Perhaps, but the investigators took a long look at each case, as well as the case of Patient C, who contracted the infection in 2017 and who died from underlying medical conditions, according to the study.
“Neither patient [A or B] was known to have received antifungal medications before the diagnosis of C. auris infection, but both patients were treated with prolonged courses of echinocandins after C. auris was identified,” the study states. “Patient A was also treated with amphotericin B. Cultures taken after echinocandin therapy from both patients yielded C. auris isolates resistant to fluconazole, amphotericin B, and echinocandins.”
The 3 facilities that cared for Patients A and B were assessed to see if the infection might have spread, but no C. auris was found on anybody the patients interacted with or on surfaces.

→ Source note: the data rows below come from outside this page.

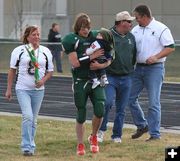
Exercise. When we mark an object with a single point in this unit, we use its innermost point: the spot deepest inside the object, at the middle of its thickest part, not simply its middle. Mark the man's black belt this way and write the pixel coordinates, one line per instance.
(144, 64)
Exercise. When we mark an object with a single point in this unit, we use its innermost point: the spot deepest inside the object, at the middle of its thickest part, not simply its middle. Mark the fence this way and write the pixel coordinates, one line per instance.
(172, 63)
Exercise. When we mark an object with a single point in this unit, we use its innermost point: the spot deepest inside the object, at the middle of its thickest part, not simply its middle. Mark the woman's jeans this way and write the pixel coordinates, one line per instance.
(30, 103)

Patient C, also resistant to the 3 classes of antifungals, was admitted to a “long-term care facility (different from the facilities that cared for Patients A and B) on contact precautions. Subsequent serial surveillance cultures from several body sites were obtained, and all remained negative…” for more than 6 months, the study states.
The investigators concluded that “because of the potential for development of resistance, patients on antifungal treatment for C. auris should be monitored closely for clinical improvement, and follow-up cultures should be obtained. Repeat susceptibility testing should also be conducted, especially in patients previously treated with echinocandins. Consultation with an infectious disease specialist is recommended, especially given the possibility of emergence of pan-resistance.”